Ma nel suo Giardino segreto c’è molto di più. E’ la storia di un ménage tra due bambini di poco più di 10 anni, Mary e Colin. Due emarginati, brutta lei, brutto lui. Brutti perchè non amati, non cercati, non voluti, non visti. Eppure, insieme, fioriscono. Un libro, che poi è diventato più volte pellicola (6 volte film, 4 volte sceneggiatura per la TV, due volte soggeto di animazione), in cui il legame affettivo viene narrato come rimedio di tale potenza da riuscire a trasformare il veleno in medicina, le solitudini in incontro rivoluzionario, la paura in coraggio, la resistenza in resilienza, il buio in luce.

I due bambini-ragazzi si incontrano, si riconoscono, si trovano e, attraverso la condivisione di un segreto, la cura di un giardino abbandonato, riescono a costruire una relazione capace di traghettarli da un immobile inferno privato a una dinamica storia di vita piena di sorpresa e stupore: vivida. La relazione come ponte, come cura, come trasformazione.

Ebbene sì, i ragazzi (e noi tutti, ndr) possono educarsi da soli, senza intrusioni di adulti algidi e disconnessi, assenti e distratti, severi e ottusi. La connessione empatica diventa, attraverso l’osservazione del processo vitale e l’azione di intervento in un giardino accessibile a loro solamente (metafora della relazione che nutre e da nutrire), strumento di regolazione, crescita, trasformazione, evoluzione. E’ la tesi del romanzo, in netto contrasto con le convinzioni pedagogiche dell’epoca secondo le quali solo la guida di un adulto (anche se algido, disconnesso, assente, distratto, severo e ottuso) potevano garantire l’educazione di bambini e adolescenti, mentre il legame tra pari era pericoloso perchè autogestito e anarchico, appunto senza il controllo censorio e limitante dell’età adulta, garanzia di conformità e convenzione.
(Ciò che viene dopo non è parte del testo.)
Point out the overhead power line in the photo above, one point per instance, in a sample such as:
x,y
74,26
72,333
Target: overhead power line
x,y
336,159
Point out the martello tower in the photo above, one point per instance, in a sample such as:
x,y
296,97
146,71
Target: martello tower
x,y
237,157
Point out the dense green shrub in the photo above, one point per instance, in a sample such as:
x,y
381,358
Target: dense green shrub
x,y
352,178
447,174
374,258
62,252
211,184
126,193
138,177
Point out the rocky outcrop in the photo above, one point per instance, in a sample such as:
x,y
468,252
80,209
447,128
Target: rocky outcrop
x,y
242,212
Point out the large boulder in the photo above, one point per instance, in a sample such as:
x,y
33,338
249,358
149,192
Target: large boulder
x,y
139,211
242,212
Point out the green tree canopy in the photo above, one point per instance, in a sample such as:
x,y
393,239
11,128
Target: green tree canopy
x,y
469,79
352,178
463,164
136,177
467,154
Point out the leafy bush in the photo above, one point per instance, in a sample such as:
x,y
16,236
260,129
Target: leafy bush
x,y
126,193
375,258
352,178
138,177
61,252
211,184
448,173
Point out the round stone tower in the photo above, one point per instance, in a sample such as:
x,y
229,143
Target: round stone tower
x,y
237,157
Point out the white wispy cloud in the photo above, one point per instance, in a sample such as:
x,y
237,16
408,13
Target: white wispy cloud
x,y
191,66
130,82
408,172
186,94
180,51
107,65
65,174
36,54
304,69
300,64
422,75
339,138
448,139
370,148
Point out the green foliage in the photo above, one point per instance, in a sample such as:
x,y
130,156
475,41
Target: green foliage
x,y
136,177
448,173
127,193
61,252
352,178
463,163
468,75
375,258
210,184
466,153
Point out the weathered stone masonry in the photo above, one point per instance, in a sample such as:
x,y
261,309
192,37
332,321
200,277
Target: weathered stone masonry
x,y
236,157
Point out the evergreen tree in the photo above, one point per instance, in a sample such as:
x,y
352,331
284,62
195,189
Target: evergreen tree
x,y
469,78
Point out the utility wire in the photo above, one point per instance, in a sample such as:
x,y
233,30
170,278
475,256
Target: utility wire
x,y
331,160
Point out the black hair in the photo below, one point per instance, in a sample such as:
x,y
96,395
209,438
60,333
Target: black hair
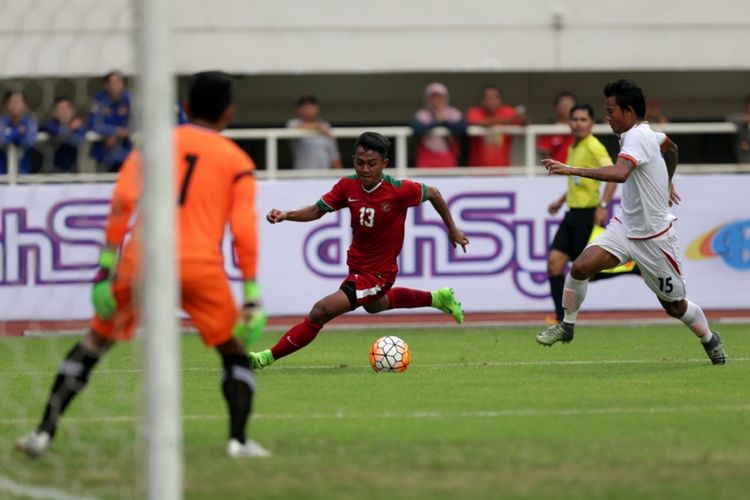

Un romanzo rivoluzionario a 360 gradi tanto da restare ancora oggi faro per tutti coloro che coltivano la ricerca dell’autenticità come anticorpo al conformismo becero, alla schiavitù delle convenzioni, all’obbedienza cieca al pensiero unico che “rende gobbi” come il piccolo Colin, fino a ridurlo senza motivo in sedia a rotelle. Per lo meno finchè non incontra un suo simile: e la parola cardine è incontro.

Colin e Mary rappresentano l’arte della relazione, la potenza del legame, la sfida che ogni ménage impone se ci si vuole salvare attraverso l’amore. Che non è altro se non l’inspiegabile magia, il perturbante miracolo, in cui l’amore accade: lo si riconosce perchè non viene chiamato, non viene cercato, non viene imparato, non può essere invocato. L’amore è la vita che si sprigiona quando un incontro succede; è il valore che si sviluppa naturalmente per il semplice fatto di essersi incontrati.